On Mon, Sep 05, 2011 at 12:40:10PM +0200, Emmanuelle Bermes wrote:
> vocabulary / ontology (versionning, etc.). Maybe the "preserving"
> vocabularies is too much in the title here, but we should at least
> keep "managing" - so how about :
> 
> === Develop policies for managing RDF vocabularies and coining URIs ===

+1 - good - or just "RDF vocabularies and their URIs"?

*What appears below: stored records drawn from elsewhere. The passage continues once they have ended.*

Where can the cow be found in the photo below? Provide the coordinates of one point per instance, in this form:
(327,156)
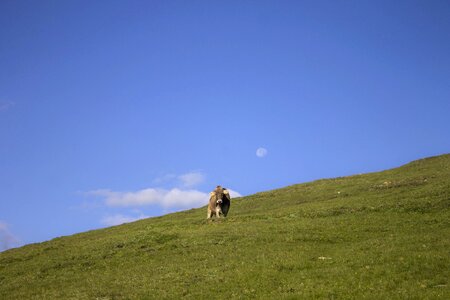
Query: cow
(219,202)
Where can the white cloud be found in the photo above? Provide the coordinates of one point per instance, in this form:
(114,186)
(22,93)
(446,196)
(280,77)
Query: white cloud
(174,198)
(192,179)
(128,204)
(234,194)
(118,219)
(7,240)
(261,152)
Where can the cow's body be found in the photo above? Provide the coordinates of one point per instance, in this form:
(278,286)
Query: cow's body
(219,203)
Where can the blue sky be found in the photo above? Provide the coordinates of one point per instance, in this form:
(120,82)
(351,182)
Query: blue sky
(112,111)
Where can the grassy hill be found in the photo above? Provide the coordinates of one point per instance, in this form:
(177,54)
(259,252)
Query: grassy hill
(382,235)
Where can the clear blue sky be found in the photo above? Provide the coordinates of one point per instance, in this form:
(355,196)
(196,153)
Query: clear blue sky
(112,111)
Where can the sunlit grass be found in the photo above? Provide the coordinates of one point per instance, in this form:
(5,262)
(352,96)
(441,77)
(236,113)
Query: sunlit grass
(383,235)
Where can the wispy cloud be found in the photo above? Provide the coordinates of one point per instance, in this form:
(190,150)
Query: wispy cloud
(7,240)
(187,180)
(5,105)
(117,219)
(191,179)
(127,205)
(168,199)
(234,194)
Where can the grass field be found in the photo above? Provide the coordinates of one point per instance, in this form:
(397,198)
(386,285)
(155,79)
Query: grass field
(382,235)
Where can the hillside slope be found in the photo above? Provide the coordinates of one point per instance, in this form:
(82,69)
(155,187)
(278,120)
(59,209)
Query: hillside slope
(382,235)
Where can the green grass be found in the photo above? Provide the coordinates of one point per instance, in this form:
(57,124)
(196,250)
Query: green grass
(382,235)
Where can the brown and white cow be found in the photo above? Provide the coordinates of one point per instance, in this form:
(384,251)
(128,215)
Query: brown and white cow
(219,202)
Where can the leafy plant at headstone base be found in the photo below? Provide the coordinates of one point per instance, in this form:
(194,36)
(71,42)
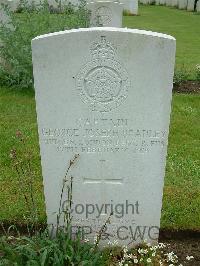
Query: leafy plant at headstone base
(21,28)
(21,160)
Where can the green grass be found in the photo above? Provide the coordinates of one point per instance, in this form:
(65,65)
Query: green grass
(183,25)
(182,184)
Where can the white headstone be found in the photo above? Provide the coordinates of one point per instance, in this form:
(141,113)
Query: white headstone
(182,4)
(131,6)
(105,14)
(162,2)
(190,5)
(168,2)
(105,94)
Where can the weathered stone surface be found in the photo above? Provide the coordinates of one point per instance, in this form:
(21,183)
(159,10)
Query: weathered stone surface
(105,94)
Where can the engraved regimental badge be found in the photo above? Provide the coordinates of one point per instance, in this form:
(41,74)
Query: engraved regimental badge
(102,16)
(103,83)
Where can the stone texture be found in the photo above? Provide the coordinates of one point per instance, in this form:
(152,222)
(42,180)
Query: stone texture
(182,4)
(105,94)
(105,14)
(190,5)
(168,2)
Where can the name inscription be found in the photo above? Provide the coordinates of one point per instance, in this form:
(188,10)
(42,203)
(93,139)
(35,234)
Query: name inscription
(104,135)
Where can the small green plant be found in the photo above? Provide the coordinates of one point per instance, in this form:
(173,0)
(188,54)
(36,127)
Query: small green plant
(42,250)
(181,74)
(21,28)
(127,13)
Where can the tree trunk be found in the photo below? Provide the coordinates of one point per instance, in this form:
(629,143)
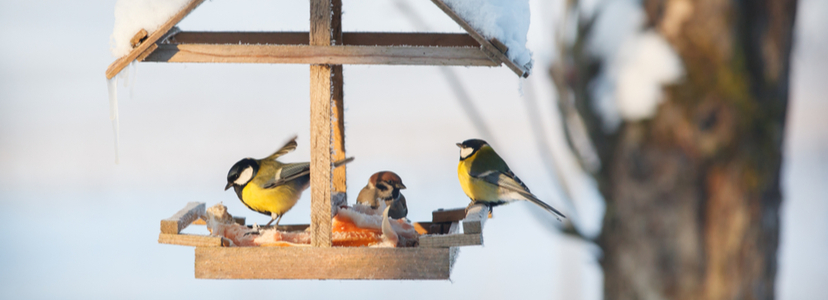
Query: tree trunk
(693,194)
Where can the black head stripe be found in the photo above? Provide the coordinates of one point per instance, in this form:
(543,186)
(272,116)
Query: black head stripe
(474,143)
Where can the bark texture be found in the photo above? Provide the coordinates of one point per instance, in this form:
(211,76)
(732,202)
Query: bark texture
(693,194)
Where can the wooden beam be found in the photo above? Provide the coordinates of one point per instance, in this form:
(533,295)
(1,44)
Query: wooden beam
(348,38)
(453,239)
(338,110)
(296,54)
(183,218)
(448,215)
(238,220)
(475,219)
(121,63)
(485,44)
(193,240)
(322,263)
(321,95)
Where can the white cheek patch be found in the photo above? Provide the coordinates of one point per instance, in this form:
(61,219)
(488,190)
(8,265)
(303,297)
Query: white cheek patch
(465,152)
(245,176)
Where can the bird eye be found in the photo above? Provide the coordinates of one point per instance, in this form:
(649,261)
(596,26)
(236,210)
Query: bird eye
(382,187)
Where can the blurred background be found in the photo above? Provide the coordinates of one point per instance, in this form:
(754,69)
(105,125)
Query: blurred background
(674,192)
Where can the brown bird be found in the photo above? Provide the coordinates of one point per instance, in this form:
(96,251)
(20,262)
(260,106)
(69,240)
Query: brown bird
(385,186)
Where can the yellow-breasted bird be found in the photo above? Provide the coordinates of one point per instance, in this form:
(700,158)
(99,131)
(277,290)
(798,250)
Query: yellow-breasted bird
(486,178)
(270,187)
(385,186)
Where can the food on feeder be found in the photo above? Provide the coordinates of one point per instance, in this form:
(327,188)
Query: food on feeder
(486,178)
(357,226)
(268,186)
(384,186)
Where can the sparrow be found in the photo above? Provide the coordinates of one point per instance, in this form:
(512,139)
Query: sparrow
(270,187)
(385,186)
(486,178)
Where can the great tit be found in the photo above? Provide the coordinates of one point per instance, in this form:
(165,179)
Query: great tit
(486,178)
(270,187)
(385,186)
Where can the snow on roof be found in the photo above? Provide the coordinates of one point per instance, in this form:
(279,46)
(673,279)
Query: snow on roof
(506,20)
(133,15)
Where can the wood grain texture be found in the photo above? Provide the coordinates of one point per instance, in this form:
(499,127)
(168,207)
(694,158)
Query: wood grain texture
(183,218)
(322,263)
(193,240)
(452,239)
(338,106)
(475,219)
(299,54)
(321,94)
(487,47)
(238,220)
(121,63)
(348,38)
(448,215)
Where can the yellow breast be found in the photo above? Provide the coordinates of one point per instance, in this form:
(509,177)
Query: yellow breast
(476,189)
(277,200)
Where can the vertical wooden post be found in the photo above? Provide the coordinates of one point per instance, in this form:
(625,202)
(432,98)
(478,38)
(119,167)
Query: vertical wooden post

> >>    * Patterns used to coin the URIs, preferably based on best-practice guidelines.
> >>    * Institutional commitments to the persistence of the URIs.
> 
> +1 for these edits, actually making things clearer

Okay.

> >>    * The use of "HTTP" URIs, which invoke the Hypertext Transfer Protocol supported
> >>      universally by Web browsers, and their resolution to any Web pages or RDF schemas
> >>      which document the meaning of the URIs.
> 
> +1, I like the new wording

Okay.

Remaining problems, in my opinion:

> >>    * Version policy for the resources identified by the URIs.
> 
> lost version policy for the namespace itself

The problem here, as I see it, is that the text refers both to "vocabulary" and
to "namespace" -- the latter sometimes as a synonym for "vocabulary" and
sometimes for a URI -- i.e., the base URI used to "derive" the URIs (as in:
"policies for the namespaces used to derive those URIs").

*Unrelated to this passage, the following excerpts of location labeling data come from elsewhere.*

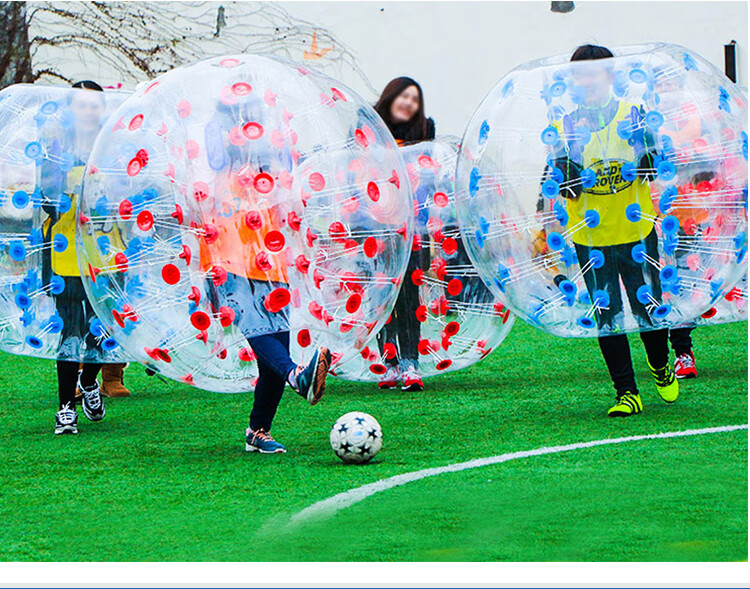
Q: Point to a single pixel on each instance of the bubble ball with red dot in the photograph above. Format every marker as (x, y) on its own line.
(253, 196)
(609, 195)
(730, 308)
(445, 317)
(46, 134)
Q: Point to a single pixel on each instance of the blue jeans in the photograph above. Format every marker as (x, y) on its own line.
(274, 365)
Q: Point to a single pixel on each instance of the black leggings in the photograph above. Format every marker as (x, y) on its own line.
(620, 265)
(67, 379)
(616, 352)
(403, 329)
(274, 366)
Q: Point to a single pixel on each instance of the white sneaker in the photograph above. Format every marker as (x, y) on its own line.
(66, 421)
(412, 381)
(390, 378)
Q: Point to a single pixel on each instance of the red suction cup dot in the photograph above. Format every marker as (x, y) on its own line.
(170, 274)
(200, 320)
(274, 241)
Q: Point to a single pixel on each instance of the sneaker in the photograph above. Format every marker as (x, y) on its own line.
(666, 382)
(627, 404)
(684, 366)
(412, 381)
(311, 379)
(93, 404)
(390, 378)
(66, 421)
(261, 441)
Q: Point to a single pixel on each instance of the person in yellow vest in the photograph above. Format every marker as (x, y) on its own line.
(607, 196)
(60, 186)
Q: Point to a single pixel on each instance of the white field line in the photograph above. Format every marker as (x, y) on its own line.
(330, 506)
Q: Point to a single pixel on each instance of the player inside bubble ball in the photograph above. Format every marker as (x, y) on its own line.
(59, 187)
(401, 106)
(246, 261)
(612, 236)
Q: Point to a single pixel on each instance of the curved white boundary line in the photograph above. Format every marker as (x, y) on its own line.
(330, 506)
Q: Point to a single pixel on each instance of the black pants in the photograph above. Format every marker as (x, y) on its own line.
(67, 380)
(620, 265)
(682, 342)
(274, 366)
(616, 352)
(74, 309)
(403, 329)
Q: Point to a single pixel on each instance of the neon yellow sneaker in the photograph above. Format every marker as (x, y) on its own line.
(666, 382)
(627, 404)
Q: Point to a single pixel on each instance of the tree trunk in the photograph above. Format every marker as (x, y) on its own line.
(15, 57)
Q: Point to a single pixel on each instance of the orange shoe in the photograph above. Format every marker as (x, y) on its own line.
(112, 381)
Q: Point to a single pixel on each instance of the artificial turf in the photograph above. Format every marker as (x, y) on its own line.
(165, 477)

If "namespace" is being used to refer to a URI, it does not make sense to talk
about "versioning" the namespace, because a URI is not versioned.  (A URI may
contain "versioning information", though that is not best practice for RDF
vocabularies, but even then, a URI with new versioning information is not a
"version" of an older URI - it is simply a new URI.)

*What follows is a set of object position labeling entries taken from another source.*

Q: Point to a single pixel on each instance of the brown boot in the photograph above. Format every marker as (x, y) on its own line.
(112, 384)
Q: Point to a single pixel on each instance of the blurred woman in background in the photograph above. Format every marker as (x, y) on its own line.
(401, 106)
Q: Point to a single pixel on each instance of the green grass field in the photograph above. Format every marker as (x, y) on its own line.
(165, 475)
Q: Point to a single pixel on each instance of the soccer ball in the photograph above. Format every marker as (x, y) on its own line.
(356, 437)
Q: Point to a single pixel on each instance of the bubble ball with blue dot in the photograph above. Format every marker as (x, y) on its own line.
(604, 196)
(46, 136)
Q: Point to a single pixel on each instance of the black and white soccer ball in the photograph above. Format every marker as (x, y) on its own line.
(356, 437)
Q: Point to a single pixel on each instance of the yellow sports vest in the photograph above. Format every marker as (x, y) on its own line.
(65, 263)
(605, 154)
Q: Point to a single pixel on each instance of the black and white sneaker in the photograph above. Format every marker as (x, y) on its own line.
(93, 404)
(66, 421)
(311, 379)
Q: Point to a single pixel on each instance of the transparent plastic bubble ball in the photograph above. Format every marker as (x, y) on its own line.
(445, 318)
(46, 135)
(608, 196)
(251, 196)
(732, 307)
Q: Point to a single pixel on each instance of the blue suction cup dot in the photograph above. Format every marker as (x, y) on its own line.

I think the ambiguity can be resolved by replacing "namespace" with 
"vocabulary" in:

    BEFORE> Version control for individual URIs and the namespace itself.
    AFTER>  Version control for a vocabulary and its terms.

and also in:

    BEFORE> Extensibility of use of the namespace by smaller organizations.
    AFTER>  Extensibility of the vocabulary by other organizations.  (*PROPOSED*)

However, I agree with Emma when she says it is unclear what is meant
in this sentence:

Emma> "* Extensibility of use of the namespace by smaller organizations."
Emma> I'm not sure what was meant here, but feel uncomfortable with removing
Emma> it altogether.

The sentence seems to be saying that the base URI for a vocabulary might be
used by "smaller organizations" (why "smaller"?) to coin URIs for (their own?)
terms, and that this use is "extensible".  If so, I don't quite get it.

If the point were "extensibility of the vocabulary by other organizations", I
can at least think of scenarios that would fit (e.g., AGROVOC extended by
editorial teams in India and China).  Or even: "Use of the namespace by other
organizations" (for when the AGROVOC team in India adds a new URI using the
AGROVOC namespace).
    
> >> --  Removed reference to "Good practice guidelines and recipes for constructing
> >>    ontologies and structured vocabularies." -- out of place here.
> 
> Not sure it's irrelevant : best practices would be needed when we're
> talking about providing URIs for a vocabulary which wasn't primarily
> designed for the Semantic Web (e.g. RDA)

I do not think the point it irrelevant; it just seems out of place in a
paragraph that focuses on managing RDF vocabularies and URIs.  Maybe it could
be turned into a full sentence and added to the end of the point on "Develop
library data standards that are compatible with Linked Data" [2].